Рейчел села за маленький круглый столик у окна. Гэттис поставил на стол две чашки кофе, сахарницу и картонную упаковку с сухим молоком. При утреннем освещении он выглядел еще хуже, чем в субботу, когда напился вдрызг: кожа шелушилась, по бокам носа выступали розовые и синие вены, похожие на электрические разряды, глаза слезились.
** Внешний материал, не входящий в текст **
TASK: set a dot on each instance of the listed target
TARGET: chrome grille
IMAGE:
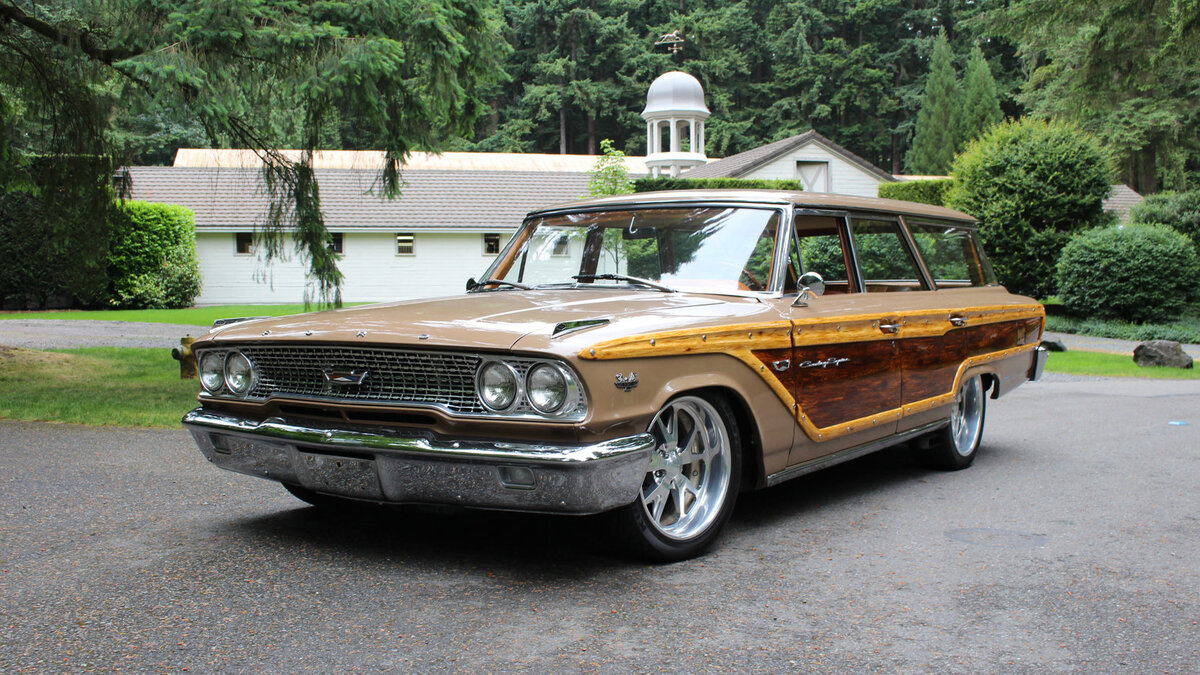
(438, 378)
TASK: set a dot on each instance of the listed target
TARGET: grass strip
(190, 316)
(99, 386)
(1103, 364)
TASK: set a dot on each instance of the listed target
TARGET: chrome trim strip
(406, 466)
(851, 453)
(388, 440)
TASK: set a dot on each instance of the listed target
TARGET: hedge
(922, 191)
(667, 183)
(1031, 184)
(151, 257)
(1139, 273)
(1180, 210)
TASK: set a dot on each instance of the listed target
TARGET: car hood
(492, 320)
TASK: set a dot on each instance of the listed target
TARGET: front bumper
(408, 466)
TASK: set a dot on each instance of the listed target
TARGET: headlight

– Через час репетиция, а я должен еще принять душ. Так что давайте прямо к делу.
Она отпила кофе.
– Вы с Брайаном играли в одном театре.
– И с Калебом тоже, – кивнул он. – У Брайана был прирожденный талант, я такого не встречал ни до, ни после. Мы были уверены, что Брайан станет настоящей звездой, но он умудрился профукать свой шанс.
– А что случилось?
– Ну, во-первых, ему не хватало терпения. А во-вторых, черт его знает, может, он относился к этому не слишком серьезно, потому что ему легко все давалось? Не знаю. Помню, он всегда был злым. Злым и неотразимым. Прямо-таки романтический герой. Девицы сходили по нему с ума, не в обиду вам будет сказано.
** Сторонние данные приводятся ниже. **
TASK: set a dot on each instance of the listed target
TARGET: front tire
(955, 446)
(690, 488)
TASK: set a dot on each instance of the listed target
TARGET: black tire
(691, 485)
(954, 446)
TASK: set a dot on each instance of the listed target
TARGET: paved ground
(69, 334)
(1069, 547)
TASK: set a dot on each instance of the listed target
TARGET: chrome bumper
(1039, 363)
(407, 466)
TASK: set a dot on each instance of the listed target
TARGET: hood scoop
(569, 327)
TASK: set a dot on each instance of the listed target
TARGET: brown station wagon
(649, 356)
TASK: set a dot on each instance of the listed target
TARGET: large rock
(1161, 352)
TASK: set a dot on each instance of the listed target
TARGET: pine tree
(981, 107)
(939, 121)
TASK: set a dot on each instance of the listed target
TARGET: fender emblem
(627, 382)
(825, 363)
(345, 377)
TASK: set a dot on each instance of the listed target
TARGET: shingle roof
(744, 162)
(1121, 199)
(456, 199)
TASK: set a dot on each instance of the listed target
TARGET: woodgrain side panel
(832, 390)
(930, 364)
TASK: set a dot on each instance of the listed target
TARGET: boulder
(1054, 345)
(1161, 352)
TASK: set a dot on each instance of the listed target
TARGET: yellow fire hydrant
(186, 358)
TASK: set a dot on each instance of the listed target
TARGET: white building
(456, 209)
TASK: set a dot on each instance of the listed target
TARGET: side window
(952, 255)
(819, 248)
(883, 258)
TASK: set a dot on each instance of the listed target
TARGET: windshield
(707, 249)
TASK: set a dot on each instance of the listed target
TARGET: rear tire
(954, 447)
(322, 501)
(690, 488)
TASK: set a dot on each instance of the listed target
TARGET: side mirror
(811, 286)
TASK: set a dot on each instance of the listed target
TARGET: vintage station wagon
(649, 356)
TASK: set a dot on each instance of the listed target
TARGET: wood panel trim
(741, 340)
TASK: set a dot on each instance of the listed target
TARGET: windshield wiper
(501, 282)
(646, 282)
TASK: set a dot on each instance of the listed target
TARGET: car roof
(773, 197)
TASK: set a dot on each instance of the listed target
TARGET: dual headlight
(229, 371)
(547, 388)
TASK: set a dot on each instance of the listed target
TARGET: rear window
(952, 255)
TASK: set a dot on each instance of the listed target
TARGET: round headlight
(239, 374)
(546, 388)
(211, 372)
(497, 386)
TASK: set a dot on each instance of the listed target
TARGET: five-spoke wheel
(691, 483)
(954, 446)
Рейчел пожала плечами и сделала глоток. При всех своих недостатках Эндрю Гэттис варил отличный кофе.
– А из-за чего он был злым?
– Из-за своей бедности. Брайану приходилось работать и работать. Мы торчали в школе от восхода до заката. Уроки актерского мастерства, уроки танцев, уроки импровизации, уроки импровизационного движения. Мы учились сочинять пьесы, осваивали сценографию и режиссуру, занимались постановкой голоса, отработкой речи, а еще – александровской техникой:[50] это умение полностью владеть своим телом и пользоваться им как инструментом. Слияние движения и воли. Нешуточный труд. К шести вечера глаза уже не видели ничего, все мышцы ныли, в голове стучало. Сил хватало только на то, чтобы добрести до постели или до бара. Но не у Брайана. Он тренировался до двух ночи, а в семь утра опять приступал к занятиям. Большинству из нас было лет двадцать пять или около того, и энергии было навалом, но Брайан удивлял всех. А когда его выперли из театра, все его труды пошли насмарку.
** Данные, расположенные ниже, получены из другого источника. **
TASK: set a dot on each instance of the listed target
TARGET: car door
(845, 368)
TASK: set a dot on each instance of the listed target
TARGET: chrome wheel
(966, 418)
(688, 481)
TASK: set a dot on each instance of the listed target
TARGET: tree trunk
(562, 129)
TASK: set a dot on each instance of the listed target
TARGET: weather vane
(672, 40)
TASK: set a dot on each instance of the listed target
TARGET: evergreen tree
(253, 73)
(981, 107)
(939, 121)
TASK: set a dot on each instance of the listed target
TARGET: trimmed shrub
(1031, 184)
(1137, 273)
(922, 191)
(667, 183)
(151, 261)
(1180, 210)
– Брайана выперли из «Тринити»?
Гэттис кивнул и сделал большой глоток.
– Думаю, он нюхал кокс или кололся, чтобы сохранять работоспособность. Во всяком случае, на втором курсе он становился все резче и раздражительнее. Был у нас такой преподаватель, Найджел Роулинс, бестолковый придурок. Он считал, что студента надо сначала сломать и потом создавать из него актера, но я всегда подозревал, что ему просто нравилось ломать человека, а создавать он ничего не умел. Он прославился тем, что его ученики вылетали из школы один за другим. Однажды утром он набросился на единственного студента, который был беднее Брайана и при этом не обладал даже десятой долей его таланта. Так вот, в то утро они репетировали сцену в мужском туалете, и, насколько я помню, этот бездарный студент должен был произнести монолог о прочистке засорившегося унитаза. Но у парня ничего не вышло, кроме гребаного словоблудия. Найджел тут же завелся. Он кричал, что парнишка – дерьмовый актер и дерьмовый человек, несчастье для отца и братьев, позор для всех, кто, на свою беду, подружился с ним. Он и до этого месяцами изводил беднягу, но тут превратился в сущего Терминатора. Студент умолял Найджела о пощаде, но тот оседлал своего любимого конька, в ярости кричал, что мальчишка – волосатый кусок дерьма, забивший сточную трубу. Он, Найджел, просто обязан на хрен вытурить парня из школы, прежде чем тот утянет остальных в эту забитую трубу. И тут на сцене появляется Брайан с вантузом – не сценическим реквизитом, а с настоящим, еще мокрым от мочи. Никто даже не заметил, как он вышел. Он повалил Найджела на спину, накрыл вантузом его нос и рот и начал прокачку. Найджел попытался схватить его за ноги и скинуть, и тогда Брайан так врезал ему по физиономии, что было слышно даже в задних рядах. Он орудовал вантузом, пока Найджел не потерял сознание. – Эндрю откинулся на спинку стула и допил кофе. – На следующее утро Брайана выставили из школы. Он занялся доставкой пиццы в Провиденсе, но, видимо, не слишком-то хотел раздавать выпечку за пару мятых бумажек людям, с которыми раньше выпивал. Однажды он исчез из города, и лет девять, наверное, я ничего о нем не слышал.